# DataHub

DataHub is the data catalog and governance platform for UME. It is deployed on GKE via Helm, backed by Cloud SQL (PostgreSQL), Strimzi-managed Kafka, and self-hosted OpenSearch. This section covers the deployment architecture, component configuration, identity, and known risks.

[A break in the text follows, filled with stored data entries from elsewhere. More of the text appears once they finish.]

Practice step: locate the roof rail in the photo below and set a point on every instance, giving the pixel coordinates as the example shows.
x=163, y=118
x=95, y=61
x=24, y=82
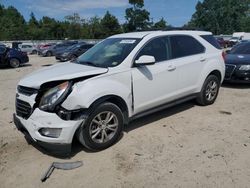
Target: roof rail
x=171, y=29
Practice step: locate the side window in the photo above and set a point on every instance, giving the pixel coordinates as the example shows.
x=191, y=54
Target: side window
x=182, y=46
x=2, y=50
x=157, y=47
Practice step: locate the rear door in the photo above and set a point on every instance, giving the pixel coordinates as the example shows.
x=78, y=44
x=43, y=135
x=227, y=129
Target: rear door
x=189, y=59
x=154, y=85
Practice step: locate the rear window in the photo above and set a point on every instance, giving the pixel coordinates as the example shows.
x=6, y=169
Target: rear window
x=185, y=46
x=211, y=40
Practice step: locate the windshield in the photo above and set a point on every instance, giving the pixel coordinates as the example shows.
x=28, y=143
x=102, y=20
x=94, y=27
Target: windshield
x=72, y=47
x=243, y=48
x=108, y=53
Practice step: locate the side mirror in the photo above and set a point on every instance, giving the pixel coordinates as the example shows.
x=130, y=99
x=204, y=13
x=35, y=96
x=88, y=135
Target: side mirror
x=145, y=60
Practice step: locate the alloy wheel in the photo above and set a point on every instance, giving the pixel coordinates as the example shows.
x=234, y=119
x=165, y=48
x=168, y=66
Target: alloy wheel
x=103, y=127
x=211, y=90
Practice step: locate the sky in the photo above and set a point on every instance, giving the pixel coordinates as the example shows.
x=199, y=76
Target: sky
x=175, y=12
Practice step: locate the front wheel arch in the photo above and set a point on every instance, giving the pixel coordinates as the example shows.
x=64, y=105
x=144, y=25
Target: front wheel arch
x=115, y=100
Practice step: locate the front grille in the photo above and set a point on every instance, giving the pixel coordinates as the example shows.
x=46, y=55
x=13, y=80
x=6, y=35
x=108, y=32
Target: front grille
x=23, y=109
x=229, y=71
x=26, y=90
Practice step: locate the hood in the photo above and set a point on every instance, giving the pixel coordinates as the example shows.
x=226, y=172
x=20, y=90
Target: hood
x=59, y=52
x=63, y=71
x=237, y=59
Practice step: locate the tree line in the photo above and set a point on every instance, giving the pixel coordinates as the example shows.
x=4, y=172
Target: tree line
x=217, y=16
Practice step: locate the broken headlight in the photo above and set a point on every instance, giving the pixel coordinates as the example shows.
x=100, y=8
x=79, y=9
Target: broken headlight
x=54, y=96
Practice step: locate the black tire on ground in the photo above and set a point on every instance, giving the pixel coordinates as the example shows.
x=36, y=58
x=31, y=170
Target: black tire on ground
x=72, y=57
x=209, y=91
x=49, y=53
x=34, y=52
x=102, y=128
x=14, y=63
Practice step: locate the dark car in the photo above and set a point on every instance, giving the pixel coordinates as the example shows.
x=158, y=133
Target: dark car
x=73, y=52
x=52, y=50
x=222, y=42
x=12, y=57
x=238, y=64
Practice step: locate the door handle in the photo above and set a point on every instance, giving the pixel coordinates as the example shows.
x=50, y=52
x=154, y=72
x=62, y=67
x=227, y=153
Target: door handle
x=202, y=59
x=171, y=68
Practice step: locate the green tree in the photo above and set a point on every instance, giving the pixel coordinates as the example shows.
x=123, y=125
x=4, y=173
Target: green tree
x=160, y=24
x=33, y=28
x=13, y=25
x=137, y=17
x=110, y=25
x=220, y=16
x=74, y=29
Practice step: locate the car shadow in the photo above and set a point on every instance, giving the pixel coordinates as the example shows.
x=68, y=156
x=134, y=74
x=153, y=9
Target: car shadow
x=236, y=85
x=47, y=65
x=133, y=125
x=5, y=67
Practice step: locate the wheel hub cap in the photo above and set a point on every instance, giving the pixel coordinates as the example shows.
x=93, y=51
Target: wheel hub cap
x=103, y=127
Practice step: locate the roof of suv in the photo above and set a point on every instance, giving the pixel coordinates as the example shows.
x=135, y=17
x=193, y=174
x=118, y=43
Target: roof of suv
x=145, y=33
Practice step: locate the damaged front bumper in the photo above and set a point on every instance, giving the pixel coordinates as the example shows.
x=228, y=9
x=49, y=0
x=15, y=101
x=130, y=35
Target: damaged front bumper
x=34, y=127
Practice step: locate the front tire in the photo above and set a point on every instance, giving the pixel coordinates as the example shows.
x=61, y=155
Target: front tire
x=209, y=91
x=49, y=53
x=102, y=128
x=14, y=63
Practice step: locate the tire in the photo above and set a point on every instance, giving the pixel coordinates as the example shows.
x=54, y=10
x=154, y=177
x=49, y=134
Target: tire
x=14, y=63
x=209, y=91
x=34, y=52
x=72, y=57
x=106, y=118
x=48, y=54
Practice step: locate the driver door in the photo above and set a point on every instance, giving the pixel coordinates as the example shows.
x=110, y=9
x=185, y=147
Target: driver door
x=154, y=85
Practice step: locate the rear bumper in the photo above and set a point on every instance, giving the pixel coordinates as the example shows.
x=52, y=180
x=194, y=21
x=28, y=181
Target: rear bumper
x=233, y=74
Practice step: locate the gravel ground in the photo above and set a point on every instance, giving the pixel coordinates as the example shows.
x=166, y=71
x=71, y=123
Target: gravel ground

For the business rationale, feature set, and governance workflows, see Data Catalog.

# Component Architecture

┌─────────────────────────────────────────────────────────────────────┐
│  GKE Cluster                                                        │
│                                                                     │
│  ┌──────────────────┐   ┌──────────────────┐   ┌────────────────┐  │
│  │  DataHub Frontend │   │   DataHub GMS    │   │  MAE Consumer  │  │
│  │  (React UI)       │   │  (Metadata Svc)  │   │                │  │
│  └────────┬─────────┘   └──┬────┬────┬─────┘   └───────┬────────┘  │
│           │                 │    │    │                  │           │
│           │     ┌───────────┘    │    └────────┐        │           │
│           │     │                │             │        │           │
│  ┌────────▼─────▼──┐  ┌────────▼────────┐  ┌─▼────────▼────────┐  │
│  │   Kafka (Strimzi)│  │   OpenSearch    │  │  MCE Consumer     │  │
│  │   3 brokers      │  │   3 data nodes  │  │                   │  │
│  └──────────────────┘  └────────────────┘  └───────────────────┘  │
│                                                                     │
└──────────────────────────────┬──────────────────────────────────────┘
                               │ Private Service Access
                    ┌──────────▼──────────┐
                    │  Cloud SQL Postgres  │
                    │  (DataHub metadata)  │
                    └─────────────────────┘

# DataHub services

Service Role Scaling
GMS (Generalized Metadata Service) Core API. Reads/writes metadata to SQL, publishes events to Kafka, queries OpenSearch Dev: 1 replica. Prod: HPA 2-4 replicas
Frontend React web UI. Serves search, browse, lineage visualization Dev: 1 replica. Prod: HPA 2-3 replicas
MAE Consumer Reads Metadata Audit Events from Kafka, indexes into OpenSearch Dev: 1 replica. Prod: 2 replicas
MCE Consumer Reads Metadata Change Events from Kafka, writes to SQL Dev: 1 replica. Prod: 2 replicas

# Cloud SQL (PostgreSQL)

DataHub's metadata store. Holds entities, relationships, aspects, and system metadata.

# Configuration

Setting Dev Prod
Instance tier db-g1-small db-custom-2-7680
HA Single zone Regional (automatic failover)
Storage 10 GB SSD 50 GB SSD, auto-increase
Backups Daily, 7-day retention Daily, 30-day retention + PITR
Network Private IP via PSA Private IP via PSA
Auth IAM authentication for service accounts Same
Admin password In Secret Manager (break-glass only) Same

# IAM authentication

DataHub GMS authenticates to Cloud SQL using the datahub-sa Google service account via IAM database authentication. No passwords for programmatic access:

datahub-gms pod (k8s SA: datahub-gms)
    → Workload Identity → Google SA: datahub-sa
    → IAM database auth → Cloud SQL Postgres

The datahub-sa is granted roles/cloudsql.client and roles/cloudsql.instanceUser plus the IAM database user is created with GRANT ALL on the DataHub database.

# Kafka (Strimzi)

Kafka serves as DataHub's event bus for metadata change propagation.

# Why self-hosted

GCP Managed Service for Apache Kafka pricing is prohibitive for the workload size. The smallest cluster costs several hundred dollars per month. Strimzi on GKE gives us full Kafka with operator-managed lifecycle at node cost only.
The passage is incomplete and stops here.